Я что-то совсем не понял.

Если CONFIG_ACPI_THERMAL=y, то поддержка этой функции уже вкомпилена в ядро. Зачем же еще modprobe thermal?

К слову. У меня модуля thermal нет. CONFIG_ACPI_THERMAL=y, а в /proc/acpi/thermal_zone/ все равно пусто.

Комментарии?

----------

## dish

 *point212 wrote:*   

> К слову. У меня модуля thermal нет. CONFIG_ACPI_THERMAL=y, а в /proc/acpi/thermal_zone/ все равно пусто.
> 
> Комментарии?

 

А может это из-за аппартной части? Типа, нету thermal zone на матери (или на проце).....

----------

## fank

пардон, тормознул малость  :Smile: 

в любом случае, лучше пока собрать всё модулями, особенно если не знаешь что конкретно нужно (в смысле, какой модуль)

----------

## point212

 *dish wrote:*   

>  *point212 wrote:*   К слову. У меня модуля thermal нет. CONFIG_ACPI_THERMAL=y, а в /proc/acpi/thermal_zone/ все равно пусто.
> 
> Комментарии? 
> 
> А может это из-за аппартной части? Типа, нету thermal zone на матери (или на проце).....

 

Это как? Я не совсем понимаю  :Smile:  Т.е. эта thermal_zone опрашивает, не одно и то же, что lm_sensors  по i2c?

В общем в винде и биосе температуры/напряжения/обороты вентиляторов кажет. Другие линухи, через lm_sensors тоже показывали.

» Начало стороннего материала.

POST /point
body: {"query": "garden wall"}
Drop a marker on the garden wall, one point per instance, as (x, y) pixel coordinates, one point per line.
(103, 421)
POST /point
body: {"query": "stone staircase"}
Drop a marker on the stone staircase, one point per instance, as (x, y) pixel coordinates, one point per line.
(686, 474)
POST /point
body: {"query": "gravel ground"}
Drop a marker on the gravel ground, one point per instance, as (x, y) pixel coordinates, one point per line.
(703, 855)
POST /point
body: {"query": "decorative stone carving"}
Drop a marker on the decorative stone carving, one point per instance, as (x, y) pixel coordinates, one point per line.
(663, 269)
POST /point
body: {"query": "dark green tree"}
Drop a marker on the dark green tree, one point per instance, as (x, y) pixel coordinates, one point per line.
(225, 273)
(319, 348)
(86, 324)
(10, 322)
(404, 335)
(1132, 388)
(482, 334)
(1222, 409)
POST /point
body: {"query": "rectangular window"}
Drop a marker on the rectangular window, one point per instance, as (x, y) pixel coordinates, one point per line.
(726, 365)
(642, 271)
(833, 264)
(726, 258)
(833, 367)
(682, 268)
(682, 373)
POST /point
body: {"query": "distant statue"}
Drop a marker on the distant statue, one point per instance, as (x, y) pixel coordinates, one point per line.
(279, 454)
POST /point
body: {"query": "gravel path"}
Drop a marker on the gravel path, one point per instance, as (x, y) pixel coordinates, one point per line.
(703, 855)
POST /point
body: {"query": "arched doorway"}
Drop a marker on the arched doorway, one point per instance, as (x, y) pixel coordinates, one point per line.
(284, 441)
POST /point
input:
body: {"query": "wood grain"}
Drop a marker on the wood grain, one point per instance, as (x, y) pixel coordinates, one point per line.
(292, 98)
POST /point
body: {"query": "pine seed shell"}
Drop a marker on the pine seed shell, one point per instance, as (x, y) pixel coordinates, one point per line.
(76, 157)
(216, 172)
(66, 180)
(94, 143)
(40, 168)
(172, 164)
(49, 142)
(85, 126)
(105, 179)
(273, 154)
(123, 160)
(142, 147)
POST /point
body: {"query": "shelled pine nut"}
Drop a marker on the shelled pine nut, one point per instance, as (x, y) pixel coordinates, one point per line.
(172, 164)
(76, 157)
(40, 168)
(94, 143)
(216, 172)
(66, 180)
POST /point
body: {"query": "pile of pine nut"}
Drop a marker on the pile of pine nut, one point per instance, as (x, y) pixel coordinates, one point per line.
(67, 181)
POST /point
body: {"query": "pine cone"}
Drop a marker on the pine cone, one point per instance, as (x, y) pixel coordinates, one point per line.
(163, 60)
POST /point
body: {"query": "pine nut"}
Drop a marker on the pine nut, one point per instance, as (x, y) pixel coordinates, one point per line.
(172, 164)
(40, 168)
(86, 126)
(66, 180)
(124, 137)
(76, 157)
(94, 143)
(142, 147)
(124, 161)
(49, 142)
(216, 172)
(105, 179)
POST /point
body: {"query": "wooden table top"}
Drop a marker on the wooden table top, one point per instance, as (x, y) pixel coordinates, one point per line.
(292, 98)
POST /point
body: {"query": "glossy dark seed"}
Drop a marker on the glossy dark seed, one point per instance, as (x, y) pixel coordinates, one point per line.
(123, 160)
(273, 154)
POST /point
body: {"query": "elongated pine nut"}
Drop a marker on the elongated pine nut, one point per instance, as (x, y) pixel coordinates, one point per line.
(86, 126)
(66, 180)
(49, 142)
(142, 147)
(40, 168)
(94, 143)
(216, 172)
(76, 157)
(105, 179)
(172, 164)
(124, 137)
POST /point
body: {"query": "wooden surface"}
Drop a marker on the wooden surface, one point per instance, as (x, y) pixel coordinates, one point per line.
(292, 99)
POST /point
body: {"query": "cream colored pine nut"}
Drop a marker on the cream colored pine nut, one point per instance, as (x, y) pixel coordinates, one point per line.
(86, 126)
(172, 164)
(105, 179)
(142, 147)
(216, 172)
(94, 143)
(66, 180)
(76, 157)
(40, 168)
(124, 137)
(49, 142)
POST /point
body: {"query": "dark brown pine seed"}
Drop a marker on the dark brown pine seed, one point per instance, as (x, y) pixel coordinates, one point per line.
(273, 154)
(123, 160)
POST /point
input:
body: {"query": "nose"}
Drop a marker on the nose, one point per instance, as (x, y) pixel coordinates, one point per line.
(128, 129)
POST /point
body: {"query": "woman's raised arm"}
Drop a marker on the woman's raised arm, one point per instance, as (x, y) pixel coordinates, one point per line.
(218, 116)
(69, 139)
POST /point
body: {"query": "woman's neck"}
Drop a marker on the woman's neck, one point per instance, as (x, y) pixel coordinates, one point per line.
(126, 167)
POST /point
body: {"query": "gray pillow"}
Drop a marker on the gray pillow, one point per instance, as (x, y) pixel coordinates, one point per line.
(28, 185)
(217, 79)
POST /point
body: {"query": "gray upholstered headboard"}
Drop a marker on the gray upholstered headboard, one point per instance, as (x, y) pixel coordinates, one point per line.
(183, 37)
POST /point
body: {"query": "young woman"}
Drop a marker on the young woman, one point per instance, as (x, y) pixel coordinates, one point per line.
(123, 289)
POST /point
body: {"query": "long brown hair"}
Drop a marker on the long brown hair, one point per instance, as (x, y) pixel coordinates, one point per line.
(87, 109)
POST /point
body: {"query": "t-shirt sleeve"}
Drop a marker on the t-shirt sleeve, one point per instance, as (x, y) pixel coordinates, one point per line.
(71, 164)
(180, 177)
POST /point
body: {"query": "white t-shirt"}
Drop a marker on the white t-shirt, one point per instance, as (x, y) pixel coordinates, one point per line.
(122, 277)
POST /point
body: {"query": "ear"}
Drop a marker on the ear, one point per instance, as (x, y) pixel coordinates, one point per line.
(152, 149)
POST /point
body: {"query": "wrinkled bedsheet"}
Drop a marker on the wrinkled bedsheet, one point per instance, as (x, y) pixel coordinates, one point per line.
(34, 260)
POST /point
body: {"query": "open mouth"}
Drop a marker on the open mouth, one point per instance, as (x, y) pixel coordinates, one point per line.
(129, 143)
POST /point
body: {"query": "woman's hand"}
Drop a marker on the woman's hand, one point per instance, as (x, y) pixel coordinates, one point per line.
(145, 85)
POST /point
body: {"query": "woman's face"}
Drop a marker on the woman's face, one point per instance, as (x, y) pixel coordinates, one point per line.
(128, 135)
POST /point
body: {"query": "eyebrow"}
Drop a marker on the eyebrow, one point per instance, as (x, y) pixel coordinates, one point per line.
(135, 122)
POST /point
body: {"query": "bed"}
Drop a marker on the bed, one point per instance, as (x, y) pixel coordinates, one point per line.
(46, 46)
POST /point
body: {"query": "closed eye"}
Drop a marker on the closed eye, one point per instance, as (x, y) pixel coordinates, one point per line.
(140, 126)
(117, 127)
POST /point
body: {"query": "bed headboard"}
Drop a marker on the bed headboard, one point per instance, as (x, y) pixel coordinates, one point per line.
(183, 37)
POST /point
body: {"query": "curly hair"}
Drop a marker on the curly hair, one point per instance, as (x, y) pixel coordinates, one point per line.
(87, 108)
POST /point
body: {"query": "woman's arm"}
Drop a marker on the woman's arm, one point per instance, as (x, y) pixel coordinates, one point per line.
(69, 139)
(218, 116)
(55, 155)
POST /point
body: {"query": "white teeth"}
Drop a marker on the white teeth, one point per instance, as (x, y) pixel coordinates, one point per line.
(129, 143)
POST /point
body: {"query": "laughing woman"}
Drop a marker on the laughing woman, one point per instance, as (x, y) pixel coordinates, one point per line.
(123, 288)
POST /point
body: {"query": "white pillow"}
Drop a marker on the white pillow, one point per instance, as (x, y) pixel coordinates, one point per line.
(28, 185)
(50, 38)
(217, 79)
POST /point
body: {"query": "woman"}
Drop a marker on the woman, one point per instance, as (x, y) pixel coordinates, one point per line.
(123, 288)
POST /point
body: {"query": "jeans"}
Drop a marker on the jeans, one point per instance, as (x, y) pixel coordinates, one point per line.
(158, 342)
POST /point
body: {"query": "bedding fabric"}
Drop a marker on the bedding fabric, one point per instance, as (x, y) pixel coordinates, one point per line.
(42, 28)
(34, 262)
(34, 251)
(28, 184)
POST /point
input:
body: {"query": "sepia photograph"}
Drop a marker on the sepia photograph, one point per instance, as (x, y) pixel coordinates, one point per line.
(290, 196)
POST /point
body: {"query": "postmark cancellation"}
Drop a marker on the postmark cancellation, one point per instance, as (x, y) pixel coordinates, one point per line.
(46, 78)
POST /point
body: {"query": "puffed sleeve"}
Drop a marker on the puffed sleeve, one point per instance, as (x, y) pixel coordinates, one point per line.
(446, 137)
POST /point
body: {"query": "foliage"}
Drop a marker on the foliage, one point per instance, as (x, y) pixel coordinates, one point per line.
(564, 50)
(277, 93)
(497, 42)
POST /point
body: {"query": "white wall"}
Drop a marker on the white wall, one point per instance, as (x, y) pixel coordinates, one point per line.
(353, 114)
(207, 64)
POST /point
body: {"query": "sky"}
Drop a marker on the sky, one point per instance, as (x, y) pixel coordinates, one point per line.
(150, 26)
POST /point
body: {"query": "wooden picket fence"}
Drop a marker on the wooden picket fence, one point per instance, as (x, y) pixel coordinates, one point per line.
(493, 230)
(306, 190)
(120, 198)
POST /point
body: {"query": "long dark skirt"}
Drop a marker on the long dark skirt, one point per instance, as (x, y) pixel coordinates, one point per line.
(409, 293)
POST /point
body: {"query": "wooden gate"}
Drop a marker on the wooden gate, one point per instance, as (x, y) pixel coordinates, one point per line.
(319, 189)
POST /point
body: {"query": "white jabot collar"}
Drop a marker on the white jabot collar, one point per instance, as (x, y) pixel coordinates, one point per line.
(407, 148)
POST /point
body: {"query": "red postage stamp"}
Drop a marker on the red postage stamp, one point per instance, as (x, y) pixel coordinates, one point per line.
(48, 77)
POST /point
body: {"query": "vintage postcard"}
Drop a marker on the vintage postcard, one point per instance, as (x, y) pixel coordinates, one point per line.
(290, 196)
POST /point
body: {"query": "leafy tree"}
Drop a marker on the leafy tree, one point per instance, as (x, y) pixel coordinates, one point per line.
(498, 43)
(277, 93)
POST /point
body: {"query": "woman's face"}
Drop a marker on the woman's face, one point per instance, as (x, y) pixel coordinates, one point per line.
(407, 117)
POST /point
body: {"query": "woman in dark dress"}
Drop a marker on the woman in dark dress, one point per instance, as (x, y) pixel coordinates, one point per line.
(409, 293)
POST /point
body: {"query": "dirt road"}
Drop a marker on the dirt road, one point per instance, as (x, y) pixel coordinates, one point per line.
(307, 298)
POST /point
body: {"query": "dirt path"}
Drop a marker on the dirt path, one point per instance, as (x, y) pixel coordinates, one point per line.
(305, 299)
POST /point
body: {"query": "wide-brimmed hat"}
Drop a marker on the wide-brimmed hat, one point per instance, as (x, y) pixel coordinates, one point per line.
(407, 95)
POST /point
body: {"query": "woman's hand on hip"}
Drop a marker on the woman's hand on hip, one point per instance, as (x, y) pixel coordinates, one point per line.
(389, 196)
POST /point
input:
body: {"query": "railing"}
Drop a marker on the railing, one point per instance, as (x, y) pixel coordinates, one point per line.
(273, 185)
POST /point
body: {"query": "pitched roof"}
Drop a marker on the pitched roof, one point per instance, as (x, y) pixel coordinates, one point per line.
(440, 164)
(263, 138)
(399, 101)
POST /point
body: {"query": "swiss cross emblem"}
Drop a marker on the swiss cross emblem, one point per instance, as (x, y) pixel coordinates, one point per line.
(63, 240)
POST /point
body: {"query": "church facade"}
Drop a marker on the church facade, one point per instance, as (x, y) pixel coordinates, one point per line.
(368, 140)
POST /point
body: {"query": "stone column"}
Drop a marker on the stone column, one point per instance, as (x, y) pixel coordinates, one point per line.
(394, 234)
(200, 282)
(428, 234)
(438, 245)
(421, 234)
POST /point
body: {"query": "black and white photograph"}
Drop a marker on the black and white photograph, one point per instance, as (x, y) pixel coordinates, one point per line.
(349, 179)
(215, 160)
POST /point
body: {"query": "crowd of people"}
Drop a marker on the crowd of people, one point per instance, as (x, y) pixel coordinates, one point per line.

А тут я споткнулся...

Вроде бы все скомпилял: модули i2c, конкретные модули к датчикам моей матери.

sensors-detect их находит

А вот sensors все равно говорит, что никаких сенсоров нет...

PS: Сейчас попробовал xmbmon - температуру кажет... Но хотелось бы именно sensors завести...

----------